In honor of ID Theft Awareness Week commencing Jan. 30, the Better Business Bureau recommends the following tips to help you recognize the signs of identity theft.

  • You receive statements or bills for accounts you never opened. If you get a bill for an account you did not authorize, someone may be utilizing your personal information to open accounts. Contact the company to find out if there’s been a mistake and check your credit report for unusual activity.
  • You are surprised by being denied a loan or credit. You have great credit, then apply for a loan and are denied. Thieves can open accounts in your name, run up the bill, default on payments and ruin your credit. Check your credit report to make sure no unauthorized accounts have been opened.
  • Your regular bills stop showing up in the mail. If you haven’t signed up to go paperless and your bills stop showing up, it could be a sign that someone changed your billing address. Contact creditors and inquire if they sent the bill and if the address they have on file is correct.

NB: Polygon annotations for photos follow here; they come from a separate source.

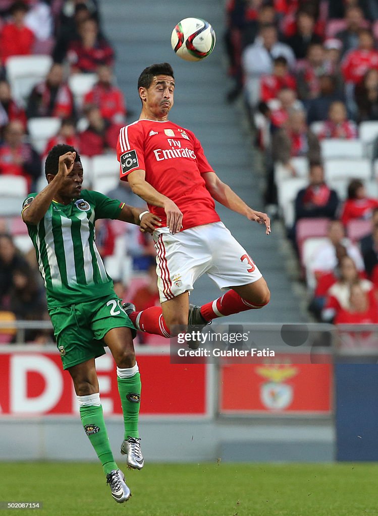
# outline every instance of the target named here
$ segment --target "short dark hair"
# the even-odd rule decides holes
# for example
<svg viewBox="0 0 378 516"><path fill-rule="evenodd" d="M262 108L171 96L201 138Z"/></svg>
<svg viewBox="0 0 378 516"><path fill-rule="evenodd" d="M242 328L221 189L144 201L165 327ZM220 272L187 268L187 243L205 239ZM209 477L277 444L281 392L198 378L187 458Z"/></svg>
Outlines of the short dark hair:
<svg viewBox="0 0 378 516"><path fill-rule="evenodd" d="M170 75L174 79L173 69L169 63L158 63L145 68L138 79L138 90L142 88L148 88L156 75Z"/></svg>
<svg viewBox="0 0 378 516"><path fill-rule="evenodd" d="M352 179L348 185L348 199L356 199L357 191L364 186L360 179Z"/></svg>
<svg viewBox="0 0 378 516"><path fill-rule="evenodd" d="M44 175L46 176L46 178L47 178L48 174L52 174L53 175L56 175L57 174L59 169L59 158L63 154L65 154L66 152L75 152L75 161L81 163L80 155L74 147L71 145L67 145L66 143L59 143L58 145L55 145L50 151L46 158L44 164Z"/></svg>

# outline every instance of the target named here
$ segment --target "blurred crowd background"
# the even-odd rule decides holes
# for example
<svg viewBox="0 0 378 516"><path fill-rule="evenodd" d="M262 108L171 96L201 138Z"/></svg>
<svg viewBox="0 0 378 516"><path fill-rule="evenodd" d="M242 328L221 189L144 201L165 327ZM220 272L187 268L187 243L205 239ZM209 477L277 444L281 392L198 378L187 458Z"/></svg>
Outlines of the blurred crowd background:
<svg viewBox="0 0 378 516"><path fill-rule="evenodd" d="M378 323L378 2L230 0L225 17L225 102L243 106L266 209L292 247L309 319ZM114 59L96 0L0 0L0 320L49 319L20 212L46 186L54 145L78 149L84 187L145 205L118 179L118 132L137 114ZM138 310L158 304L150 237L117 221L99 221L96 234L118 295ZM15 340L0 329L0 342Z"/></svg>

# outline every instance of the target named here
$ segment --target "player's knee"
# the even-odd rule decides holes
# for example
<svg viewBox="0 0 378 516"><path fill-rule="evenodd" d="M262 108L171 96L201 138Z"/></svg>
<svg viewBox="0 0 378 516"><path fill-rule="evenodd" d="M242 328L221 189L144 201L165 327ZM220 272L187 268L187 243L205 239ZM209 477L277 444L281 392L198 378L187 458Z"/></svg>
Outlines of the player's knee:
<svg viewBox="0 0 378 516"><path fill-rule="evenodd" d="M116 358L116 363L120 369L128 369L135 365L135 351L133 349L123 349Z"/></svg>

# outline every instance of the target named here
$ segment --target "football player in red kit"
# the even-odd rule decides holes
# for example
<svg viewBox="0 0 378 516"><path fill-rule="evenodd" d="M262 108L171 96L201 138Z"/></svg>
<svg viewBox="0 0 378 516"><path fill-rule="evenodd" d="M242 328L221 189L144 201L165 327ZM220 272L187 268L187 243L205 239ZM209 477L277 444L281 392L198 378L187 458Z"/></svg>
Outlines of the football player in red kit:
<svg viewBox="0 0 378 516"><path fill-rule="evenodd" d="M153 64L138 81L142 112L123 127L117 143L120 178L161 219L154 232L161 308L126 311L137 328L169 337L176 325L203 327L213 319L259 309L269 300L265 280L247 251L220 221L214 199L249 220L268 216L247 205L222 182L191 131L168 120L175 81L168 63ZM189 293L206 272L225 293L203 306Z"/></svg>

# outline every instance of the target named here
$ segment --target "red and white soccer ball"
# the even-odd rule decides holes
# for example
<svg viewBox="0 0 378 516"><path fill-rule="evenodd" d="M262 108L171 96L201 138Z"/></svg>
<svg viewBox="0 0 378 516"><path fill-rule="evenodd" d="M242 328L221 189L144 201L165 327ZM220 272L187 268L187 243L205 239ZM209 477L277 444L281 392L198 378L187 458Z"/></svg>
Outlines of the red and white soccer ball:
<svg viewBox="0 0 378 516"><path fill-rule="evenodd" d="M201 18L185 18L172 30L171 44L185 61L200 61L209 55L215 46L215 33Z"/></svg>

  • You notice suspicious activity in your bank account. Unfamiliar charges, new accounts and withdrawals you didn’t make are all red flags. Review all bank accounts verifying that no one has access to your funds. Refrain from using your bank account for online purchases and closely guard all banking information.
  • You notice suspicious charges on your credit card. Scammers may make a small charge on your account first as a test, hoping you won’t notice. If you notice any strange charges on your credit card bill, report them immediately. Even a small inconsistency can be a sign of fraud.
  • You get authentication messages for accounts you didn’t set up. Scammers could be trying to set up a new account in your name. If you receive unexpected authentication messages, don’t reply or click on links. Go straight to the source. Review your bank accounts and statements, for unauthorized transactions.
  • The IRS rejects your tax return. If your tax return gets rejected, someone may have filed in your name and made off with your tax refund. Contact the IRS if you suspect your tax identity has been compromised and complete form 14039.
  • The IRS informs you a tax return has been filed on your behalf. Sometimes the IRS catches a fraudulent tax return before the fake filer succeeds. You may receive a letter from the IRS with instructions to verify your identity and prevent identity thieves from using your Social Security number for tax fraud.
  • Your credit score inexplicably improves or deteriorates. If your score changes suddenly, a fraudster may have maxed out a fraudulent credit card without paying the bill. If your credit inexplicably improves, an identity thief may be building up your credit so they can run through it later. You may obtain a free credit report once a year at
  • You are suddenly denied medical coverage. Scammers can steal your identity to use your health benefits, too. If you get medical bills you do not recognize, someone could be using your benefits. Contact your insurer for medical identity theft questions.
  • Debt collectors call about debts you are unaware of. If you receive calls from debt collectors about money owed for charges you never made, your personally identifying information may be compromised. Quickly investigate and take action.